DARPA Aims to Score Social and Behavioral Research
The Pentagon’s innovation incubator has set itself an ambitious task – ranking the reliability of social science research that might apply to national security. The Defense Advanced Research Projects Agency’s Defense Sciences Office is currently asking for “innovative research proposals” to algorithmically assign a confidence score to social and behavioral research.
DARPA has named this program to develop an artificially intelligent quantitative metric Systematizing Confidence in Open Research and Evidence, or SCORE. As DARPA explains in its request for proposals:
These tools will assign explainable confidence scores with a reliability that is equal to, or better than, the best current human expert methods. If successful, SCORE will enable [Department of Defense] personnel to quickly calibrate the level of confidence they should have in the reproducibility and replicability of a given SBS result or claim, and thereby increase the effective use of SBS literature and research to address important human domain challenges, such as enhancing deterrence, enabling stability, and reducing extremism.

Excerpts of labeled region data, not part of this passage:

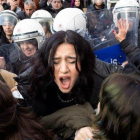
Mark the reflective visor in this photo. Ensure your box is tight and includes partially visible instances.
[0,14,18,26]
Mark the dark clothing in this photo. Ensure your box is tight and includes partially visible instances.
[0,26,10,46]
[17,11,30,20]
[16,59,123,116]
[49,7,64,18]
[15,59,123,139]
[40,102,95,139]
[120,39,140,72]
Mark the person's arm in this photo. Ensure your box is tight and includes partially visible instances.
[113,19,140,64]
[94,58,123,78]
[40,102,95,139]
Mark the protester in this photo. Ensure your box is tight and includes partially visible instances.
[113,19,140,70]
[0,10,18,46]
[16,30,95,138]
[93,74,140,140]
[0,81,52,140]
[71,0,83,10]
[48,0,64,18]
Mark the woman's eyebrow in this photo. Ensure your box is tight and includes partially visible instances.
[67,56,76,59]
[53,56,60,60]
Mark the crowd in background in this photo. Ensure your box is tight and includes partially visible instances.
[0,0,140,140]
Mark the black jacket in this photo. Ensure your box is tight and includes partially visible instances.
[16,59,123,112]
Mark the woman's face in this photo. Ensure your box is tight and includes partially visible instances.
[53,43,81,93]
[95,0,103,5]
[75,0,80,7]
[2,22,15,36]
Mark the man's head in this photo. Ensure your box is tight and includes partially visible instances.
[24,0,35,17]
[0,0,7,5]
[12,19,45,58]
[51,0,63,10]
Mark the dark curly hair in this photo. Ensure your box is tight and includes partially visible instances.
[30,30,95,103]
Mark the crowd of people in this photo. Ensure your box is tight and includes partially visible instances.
[0,0,140,140]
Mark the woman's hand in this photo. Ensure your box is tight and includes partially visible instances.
[112,19,130,42]
[74,127,93,140]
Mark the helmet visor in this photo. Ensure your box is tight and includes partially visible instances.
[0,14,17,26]
[16,39,38,62]
[66,14,86,36]
[32,18,53,33]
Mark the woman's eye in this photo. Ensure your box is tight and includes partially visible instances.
[53,61,59,64]
[69,60,76,64]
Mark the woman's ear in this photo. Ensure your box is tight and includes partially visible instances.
[97,102,100,115]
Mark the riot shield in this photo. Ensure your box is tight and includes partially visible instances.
[86,6,138,65]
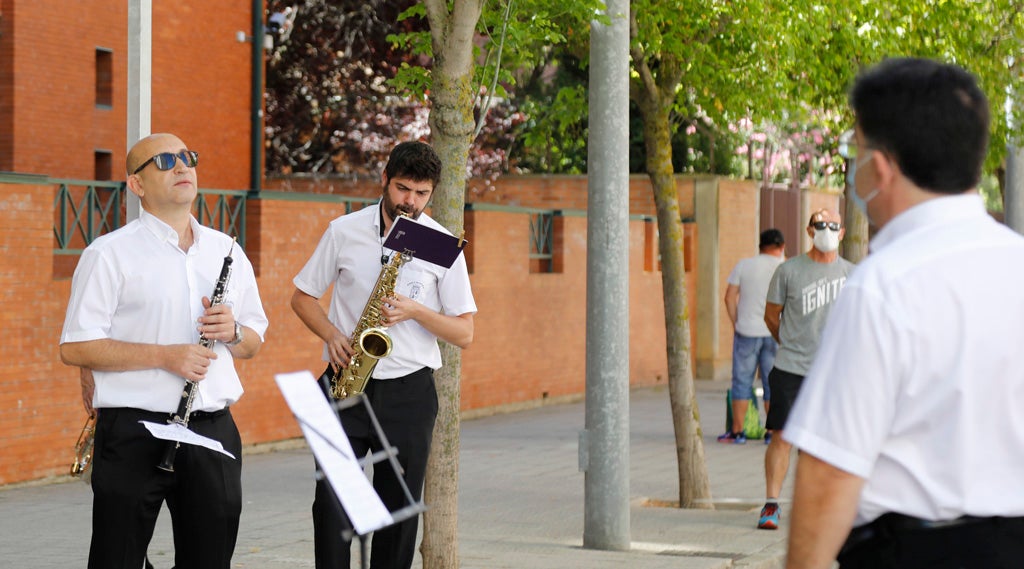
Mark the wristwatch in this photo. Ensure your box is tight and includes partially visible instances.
[224,320,245,346]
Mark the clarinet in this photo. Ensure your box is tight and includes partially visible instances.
[157,242,234,472]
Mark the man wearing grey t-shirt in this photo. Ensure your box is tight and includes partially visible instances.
[758,210,854,529]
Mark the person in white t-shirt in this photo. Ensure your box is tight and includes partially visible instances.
[292,142,476,569]
[784,54,1024,569]
[60,134,267,569]
[718,228,785,444]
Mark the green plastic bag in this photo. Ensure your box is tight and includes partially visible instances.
[725,390,768,439]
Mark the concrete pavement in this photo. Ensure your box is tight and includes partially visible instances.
[0,381,793,569]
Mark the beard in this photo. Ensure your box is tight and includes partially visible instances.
[383,186,423,221]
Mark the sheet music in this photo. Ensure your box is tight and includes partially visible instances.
[139,421,236,458]
[274,371,393,535]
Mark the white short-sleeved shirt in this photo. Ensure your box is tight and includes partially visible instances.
[293,203,476,380]
[60,211,267,412]
[728,253,785,338]
[784,193,1024,525]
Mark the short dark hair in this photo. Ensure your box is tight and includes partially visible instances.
[850,57,989,193]
[384,140,441,187]
[758,227,785,251]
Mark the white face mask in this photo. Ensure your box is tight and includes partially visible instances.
[814,228,839,253]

Outside observers have identified a wider collateral benefit to the academy from the proposal – a tool to address the so-called replication crisis in social science. An article by Adam Rogers at Wired, for example, is headlined “Darpa Wants to Solve Science’s Reproducibility Crisis With AI.”
DARPA implies that the replication crisis is itself a national security concern: “Taken in the context of growing numbers of journals, articles, and preprints, this current state of affairs could result in an SBS consumer mistakenly over-relying on weak SBS research or dismissing strong SBS research entirely.”
Last month, DARPA signed the Center for Open Science (COS) to a three-year agreement, worth $7.6 million, to create a database of 30,000 claims made in peer-reviewed and published papers. Alongside partners from the University of Pennsylvania and Syracuse University, COS will extract – automatically and manually – evidence about the claims, which will be merged with more traditional quality indicators like citations and whether the research was preregistered.
Three steps will follow once the database exists:
- Experts will examine 10 percent of the claims, using surveys, panels and even prediction markets, for their likelihood of being replicated.
- Other experts will create algorithms to examine the database’s contents and determine, artificially, their likelihood of being replicated.
- Other researchers will attempt to replicate a sample of the database’s claims, allowing both the humans’ and the computers’ efforts to be measured and scored.
Appropriately, COS says its own work need to be reproducible. “We are committed to transparency of process and outcomes so that we are accountable to the research community to do the best job that we can,” said COS program manager Beatrix Arendt, “and so that all of our work can be scrutinized and reproduced for future research that will build on this work.”
“Whatever the outcome,” according to Brian Nosek, COS’ executive director, “we will learn a ton about the state of science and how we can improve.”
Rogers quote Microsoft sociologist Duncan Watts about the audacity of creating a scoring mechanism: “It’s such a DARPA thing to do, where they’re like, ‘We’re DARPA, we can just blaze in there and do this super-hard thing that nobody else has even thought about touching.’” Watts then adds, ““Good for them, man.” (Further demonstrating its chutzpah, DARPA has specifically excluded from SCORE proposals “research that primarily results in evolutionary improvements to the existing state of practice.”)
Ideally the scores and how they were determined would be understandable to a non-specialist. In addition, the scores could change based on new information.
As it tries to grade social and behavioral research, DARPA clearly acknowledges the need to fully embrace social science. “Given the accelerating sociotechnical complexity of today’s world—a world that is increasingly connected but often poorly understood—there are growing calls to more effectively leverage Social and Behavioral Sciences (SBS) to help address critical complex national security challenges in the Human Domain,” DARPA wrote in a 41-page document announcing the program in June 2018.
In addition to citing work that has obvious applications to security, such as reducing extremism, the documents cited other federal projects that have explicitly connected SBS and the Pentagon, such as the National Academies of Science’s Decadal Survey of Social and Behavioral Sciences for Applications to National Security and the Minerva Research Initiative (“Supporting social science for a safer world”).